The second area in which CMS is taking action is in billing and payment for power wheelchairs and scooters.  CMS’ goal is to assure that Medicare pays appropriately for motorized wheelchairs, and that beneficiaries have access to them when needed.  The technology, range of products, and market for power wheelchairs have changed substantially since the current HCPCS codes for power wheelchairs were added in late 1993. Currently, most power wheelchairs are billed under a single code (K0011), for which Medicare has set a single ceiling amount of $5,296.50, even though different models of these wheelchairs have substantially different market prices.  CMS is working with a national coding panel to develop a new set of codes that better describe the wheelchairs currently on the market.  Accurate individual payment ceilings would then be developed for each of the new codes.


Further, CMS plans to implement competitive bidding for a number of items of durable medical equipment, as authorized by last year’s Medicare modernization law.  CMS expects to include power mobility devices in the competitive bidding program.


The third prong of the new plan is to ensure that there are strong quality controls for suppliers to assure that beneficiaries will receive high-quality power mobility services.  CMS will revise the supplier standards for enrolling in Medicare to include quality measures as required by the MMA, building on existing standards by the industry.  CMS intends to finalize new standards in the fall of next year.  In addition, CMS will develop a proposal for an accreditation program, as part of the implementation of competitive bidding, to further ensure that power wheelchair suppliers meet industry and community standards for power wheelchair utilization.  Lastly, CMS, through its contractor, the National Supplier Clearinghouse, will continue its work to ensure thorough review of all applications for enrollment so that only qualified suppliers are allowed to bill the Medicare program.

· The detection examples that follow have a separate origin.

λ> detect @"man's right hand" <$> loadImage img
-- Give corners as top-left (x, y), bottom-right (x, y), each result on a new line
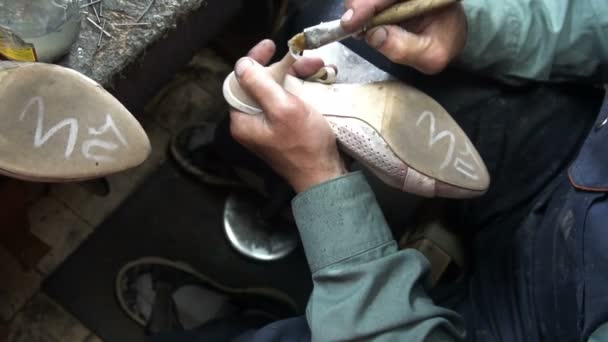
top-left (342, 0), bottom-right (467, 74)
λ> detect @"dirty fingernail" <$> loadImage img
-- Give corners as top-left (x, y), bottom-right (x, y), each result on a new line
top-left (367, 27), bottom-right (388, 48)
top-left (341, 8), bottom-right (355, 23)
top-left (234, 57), bottom-right (253, 77)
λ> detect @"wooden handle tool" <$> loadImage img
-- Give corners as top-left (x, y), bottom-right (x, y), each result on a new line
top-left (289, 0), bottom-right (460, 53)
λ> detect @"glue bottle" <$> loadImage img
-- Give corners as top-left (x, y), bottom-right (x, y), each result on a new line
top-left (0, 0), bottom-right (81, 62)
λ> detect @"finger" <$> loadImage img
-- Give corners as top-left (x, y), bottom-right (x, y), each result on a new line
top-left (235, 57), bottom-right (293, 121)
top-left (247, 39), bottom-right (276, 65)
top-left (341, 0), bottom-right (396, 32)
top-left (289, 57), bottom-right (325, 78)
top-left (366, 25), bottom-right (450, 74)
top-left (230, 110), bottom-right (267, 146)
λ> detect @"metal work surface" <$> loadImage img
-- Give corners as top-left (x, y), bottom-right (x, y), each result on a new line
top-left (59, 0), bottom-right (207, 86)
top-left (57, 0), bottom-right (242, 115)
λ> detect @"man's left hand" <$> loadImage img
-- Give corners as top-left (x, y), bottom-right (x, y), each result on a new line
top-left (230, 40), bottom-right (346, 192)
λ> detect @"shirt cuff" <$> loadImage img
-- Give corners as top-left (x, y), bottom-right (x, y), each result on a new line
top-left (292, 172), bottom-right (394, 273)
top-left (458, 0), bottom-right (522, 76)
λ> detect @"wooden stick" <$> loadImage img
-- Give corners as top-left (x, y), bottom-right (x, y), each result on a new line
top-left (366, 0), bottom-right (460, 29)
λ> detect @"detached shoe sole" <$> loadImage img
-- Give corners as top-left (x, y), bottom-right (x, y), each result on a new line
top-left (224, 67), bottom-right (490, 198)
top-left (0, 62), bottom-right (150, 182)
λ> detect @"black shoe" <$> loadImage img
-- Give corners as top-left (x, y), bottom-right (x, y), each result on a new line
top-left (170, 124), bottom-right (266, 195)
top-left (116, 257), bottom-right (297, 334)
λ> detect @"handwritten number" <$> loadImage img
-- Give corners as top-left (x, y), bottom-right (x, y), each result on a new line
top-left (416, 111), bottom-right (456, 169)
top-left (19, 97), bottom-right (78, 159)
top-left (416, 111), bottom-right (481, 180)
top-left (19, 97), bottom-right (129, 162)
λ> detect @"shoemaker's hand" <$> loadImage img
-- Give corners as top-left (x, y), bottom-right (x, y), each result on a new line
top-left (342, 0), bottom-right (467, 74)
top-left (230, 40), bottom-right (346, 192)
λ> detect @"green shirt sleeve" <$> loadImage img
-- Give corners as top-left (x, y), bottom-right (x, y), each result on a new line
top-left (293, 173), bottom-right (465, 341)
top-left (460, 0), bottom-right (608, 83)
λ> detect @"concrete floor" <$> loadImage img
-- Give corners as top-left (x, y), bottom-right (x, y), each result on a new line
top-left (0, 50), bottom-right (230, 342)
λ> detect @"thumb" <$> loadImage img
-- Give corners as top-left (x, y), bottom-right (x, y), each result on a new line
top-left (230, 110), bottom-right (269, 145)
top-left (365, 25), bottom-right (449, 74)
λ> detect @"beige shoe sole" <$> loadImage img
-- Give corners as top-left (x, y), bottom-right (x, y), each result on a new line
top-left (224, 68), bottom-right (490, 198)
top-left (0, 62), bottom-right (150, 182)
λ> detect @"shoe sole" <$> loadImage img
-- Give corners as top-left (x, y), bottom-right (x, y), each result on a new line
top-left (0, 62), bottom-right (151, 182)
top-left (224, 74), bottom-right (490, 198)
top-left (114, 257), bottom-right (298, 326)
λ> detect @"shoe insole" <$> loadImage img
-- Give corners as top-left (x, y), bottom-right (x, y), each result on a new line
top-left (0, 62), bottom-right (150, 182)
top-left (224, 75), bottom-right (490, 191)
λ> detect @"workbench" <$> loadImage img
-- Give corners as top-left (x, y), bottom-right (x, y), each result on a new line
top-left (58, 0), bottom-right (242, 116)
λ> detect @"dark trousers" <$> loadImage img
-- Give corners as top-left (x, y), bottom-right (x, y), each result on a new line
top-left (151, 315), bottom-right (310, 342)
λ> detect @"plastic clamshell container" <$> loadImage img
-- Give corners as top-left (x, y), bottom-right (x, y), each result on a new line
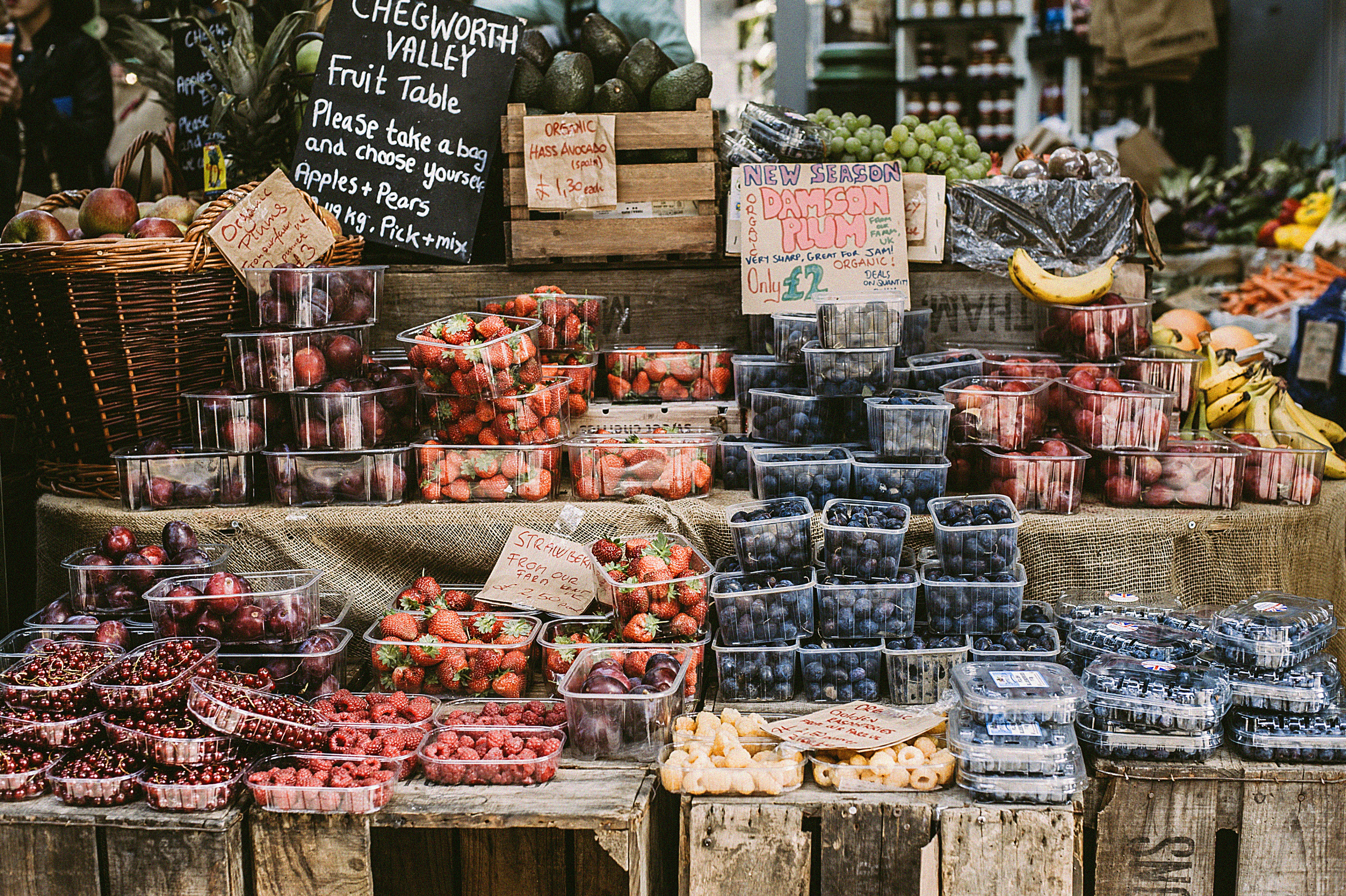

These new initiatives build on prior CMS efforts to combat improper payments for power wheelchairs.  For example, Operation Wheeler Dealer involved aggressively scrutinizing all new applications for Durable Medical Equipment supplier numbers.  Operation Wheeler Dealer also included special program integrity efforts in conjunction with federal law enforcement officials on Harris County, Texas, where a high incidence of fraud had been detected.  All power wheelchair claims from Harris County were individually reviewed and approved by our regional office, and suppliers were required to attend training on Medicare wheelchair coverage policies.  As a result, claims for the main power wheelchair code billed by suppliers in Harris County dropped from $59.8 million in May 2003, to $33.3 million in August 2003, to $4.9 million in December 2003.  These initiatives continue today.


In addition to the successes in Harris County, Operation Wheeler Dealer has proven worthwhile on a nationwide basis.   Working collaboratively with the Justice Department and the Office of Inspector General, since 2003 federal officials have recovered $84 million in fraudulent claims for power mobility products nationwide.  The contractors that process power wheelchair claims have referred about 155 potential fraud cases (representing 265 suppliers) involving power wheelchairs to law enforcement since September 2003.  About 10 percent of these cases have been closed already, indicating a very aggressive approach by law enforcement. 


“In launching Operation Wheeler Dealer, CMS and the OIG took action to stop Medicare fraud, and those actions are having an impact,” said Dr. McClellan. “With this new initiative, and with input and feedback from suppliers and beneficiaries, we are going to do even more to make sure that Medicare funds are spent on patients who need them, and that beneficiaries with disabilities are getting the high-quality, modern services they deserve.”